The real Biden is needed now
Will candidate keep up fight for Constitution?

NAT HENTOFF
Newspaper Enterprise Association

When Joe Biden was campaigning to be the Democratic presidential candidate, he was the only one in either party who forcefully and consistently wielded the Constitution like a sword: opposing Bush's warrantless wiretapping as an "unconstitutional expansion of presidential powers." And Biden also introduced the National Security with Justice Act of 2007 that would have ended some of Bush's more egregious lawlessness.

That Biden bill included essential restorations of our rule of law, including international treaties we've signed. He would "prohibit (CIA) 'extraordinary renditions' (kidnapping suspects to be tortured in other countries); close black sites and extra-judicial prisons; prohibit the torture or mistreatment of detainees in U.S. custody."

Biden emphasized that these abuses of prisoners were a boon to jihadist recruiters, adding that "by redefining torture" we have squandered the support of the world and the opportunity to lead it."

He said plainly, "The terrorists win when we abandon our civil liberties."

While there has been much talk about rising gasoline prices and how many homes John McCain owns, in the current presidential campaign, our own diminishing civil liberties and respect around the world are of less than passing interest.

Obviously every survey of the primary concern of the voters leads with the economy. And the Democratic congressional leaders have shown no interest in restoring the Constitution or the respect of our allies' intelligence agencies.

Nor have Barack Obama or John McCain shown any concern with such abuses of we Americans as Biden emphasized in an April 3, 2007, speech at Drake University Law School: "The president has also abused the authority Congress gave him under the PATRIOT Act to issue National Security Letters. FBI officials issue these letters without judicial review to demand sensitive financial, credit, phone and Internet records." No judicial warrants needed to pry into our private lives?

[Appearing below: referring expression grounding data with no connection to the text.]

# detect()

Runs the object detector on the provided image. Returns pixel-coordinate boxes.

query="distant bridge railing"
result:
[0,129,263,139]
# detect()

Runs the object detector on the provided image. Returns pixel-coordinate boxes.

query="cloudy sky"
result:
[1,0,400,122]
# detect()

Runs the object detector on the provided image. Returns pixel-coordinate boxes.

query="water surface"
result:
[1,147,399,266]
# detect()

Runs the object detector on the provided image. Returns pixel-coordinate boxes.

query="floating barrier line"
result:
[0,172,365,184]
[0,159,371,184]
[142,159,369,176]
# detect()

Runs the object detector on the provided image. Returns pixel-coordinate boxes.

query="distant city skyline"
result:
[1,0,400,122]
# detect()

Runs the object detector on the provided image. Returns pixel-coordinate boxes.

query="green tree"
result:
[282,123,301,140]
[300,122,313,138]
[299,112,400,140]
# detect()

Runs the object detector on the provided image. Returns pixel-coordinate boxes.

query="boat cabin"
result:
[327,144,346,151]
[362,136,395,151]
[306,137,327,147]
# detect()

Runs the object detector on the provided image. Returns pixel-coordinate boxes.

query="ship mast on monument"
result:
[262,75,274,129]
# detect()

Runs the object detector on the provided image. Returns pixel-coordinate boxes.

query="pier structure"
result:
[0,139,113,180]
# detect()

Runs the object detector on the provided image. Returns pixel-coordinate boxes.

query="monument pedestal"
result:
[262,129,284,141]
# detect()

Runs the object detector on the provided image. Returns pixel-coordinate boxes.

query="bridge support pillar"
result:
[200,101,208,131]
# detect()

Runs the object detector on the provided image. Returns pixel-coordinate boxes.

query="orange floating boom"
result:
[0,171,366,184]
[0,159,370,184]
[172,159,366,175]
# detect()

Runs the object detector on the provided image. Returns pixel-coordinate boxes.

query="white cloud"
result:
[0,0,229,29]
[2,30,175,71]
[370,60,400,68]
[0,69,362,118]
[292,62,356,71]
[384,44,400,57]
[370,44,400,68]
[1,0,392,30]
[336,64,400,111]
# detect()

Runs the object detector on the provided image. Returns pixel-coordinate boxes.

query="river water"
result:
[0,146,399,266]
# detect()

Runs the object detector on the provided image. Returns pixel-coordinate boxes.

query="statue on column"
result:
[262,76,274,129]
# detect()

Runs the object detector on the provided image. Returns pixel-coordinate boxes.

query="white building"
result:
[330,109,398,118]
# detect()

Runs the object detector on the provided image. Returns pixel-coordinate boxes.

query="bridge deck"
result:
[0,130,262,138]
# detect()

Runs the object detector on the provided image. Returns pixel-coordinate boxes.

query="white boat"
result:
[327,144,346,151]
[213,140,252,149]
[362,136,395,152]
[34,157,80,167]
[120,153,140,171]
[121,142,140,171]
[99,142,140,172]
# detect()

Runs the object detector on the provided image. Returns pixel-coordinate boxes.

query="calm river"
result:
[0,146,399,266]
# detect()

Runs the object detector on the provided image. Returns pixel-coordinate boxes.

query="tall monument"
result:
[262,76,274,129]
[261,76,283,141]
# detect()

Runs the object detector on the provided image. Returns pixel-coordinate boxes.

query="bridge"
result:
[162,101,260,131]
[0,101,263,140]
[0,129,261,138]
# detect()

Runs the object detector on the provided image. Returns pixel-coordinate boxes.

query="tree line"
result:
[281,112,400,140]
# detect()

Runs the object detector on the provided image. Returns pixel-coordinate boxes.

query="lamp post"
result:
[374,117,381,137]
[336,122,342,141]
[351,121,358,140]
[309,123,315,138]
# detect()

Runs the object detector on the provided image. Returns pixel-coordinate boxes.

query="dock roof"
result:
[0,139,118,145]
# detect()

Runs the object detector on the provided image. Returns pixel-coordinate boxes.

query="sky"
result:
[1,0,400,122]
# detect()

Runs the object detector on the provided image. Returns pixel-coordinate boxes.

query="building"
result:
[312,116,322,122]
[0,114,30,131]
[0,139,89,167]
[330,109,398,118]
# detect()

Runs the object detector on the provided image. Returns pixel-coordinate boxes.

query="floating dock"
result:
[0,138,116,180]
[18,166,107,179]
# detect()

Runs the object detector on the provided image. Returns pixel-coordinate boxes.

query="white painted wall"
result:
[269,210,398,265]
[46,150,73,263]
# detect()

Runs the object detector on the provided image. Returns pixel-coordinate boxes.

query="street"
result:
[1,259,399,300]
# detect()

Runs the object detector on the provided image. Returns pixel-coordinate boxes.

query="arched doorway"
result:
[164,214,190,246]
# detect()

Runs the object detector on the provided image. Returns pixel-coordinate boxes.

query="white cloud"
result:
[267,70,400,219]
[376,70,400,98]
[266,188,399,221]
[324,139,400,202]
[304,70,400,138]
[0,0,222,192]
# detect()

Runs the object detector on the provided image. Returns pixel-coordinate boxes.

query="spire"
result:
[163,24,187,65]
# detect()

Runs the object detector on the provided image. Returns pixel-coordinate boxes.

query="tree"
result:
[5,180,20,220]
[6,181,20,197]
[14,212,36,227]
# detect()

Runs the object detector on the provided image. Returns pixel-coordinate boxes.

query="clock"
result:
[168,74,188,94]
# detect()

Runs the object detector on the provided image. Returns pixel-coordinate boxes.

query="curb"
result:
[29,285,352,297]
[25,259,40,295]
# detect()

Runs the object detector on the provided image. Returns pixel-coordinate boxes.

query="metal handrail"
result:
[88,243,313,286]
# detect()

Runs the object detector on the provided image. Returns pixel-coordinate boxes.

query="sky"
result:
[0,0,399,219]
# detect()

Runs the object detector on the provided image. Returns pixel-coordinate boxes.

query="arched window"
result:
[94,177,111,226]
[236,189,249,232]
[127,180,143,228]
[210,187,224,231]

Does anyone care?

Now that he is the Democratic vice presidential candidate, is Biden going to continue to voice these concerns, which are vital to our constitutional well being?

It appears that Obama and his strategist chose Biden principally to be the campaign's hit man against McCain.

Here is the previous essence of Biden on international human rights. Hardly mentioned by anyone on either side of this campaign was a recent revelation in an Aug. 28 report by the independent Sudan Tribune Web site. While there has been much handwringing over the ever-worsening atrocities in Sudan, only Biden struck real fear in Sudan's monstrous President Gen. Omar al-Bashir.

In a Senate Foreign Relations Committee hearing in April 2007, Biden said of al-Bashir's genocide: "This is incredible what is happening, and I promise you, we are all going to sit here five to 10 years from now and ask ourselves why we didn't do the things we can do. ... It's time to put force on the table and use it."

However, the man Biden is supporting for president says (New York Times, Aug. 25) that Darfur reminds him "how sinful we can be." Imagine how reassuring that bold Obama statement sounds in Darfur, where some humanitarian organizations are withdrawing because it's become so dangerous to feed the refugees in their camps assaulted by Bashir's forces.

At the Democratic convention, Biden did not address any of his intentions during the primaries to repair the Constitution and bring the CIA under the rule of law. I can only hope that the other Biden, who for years, while in the Senate, has taught constitutional law at a Delaware college, will yet emerge before November.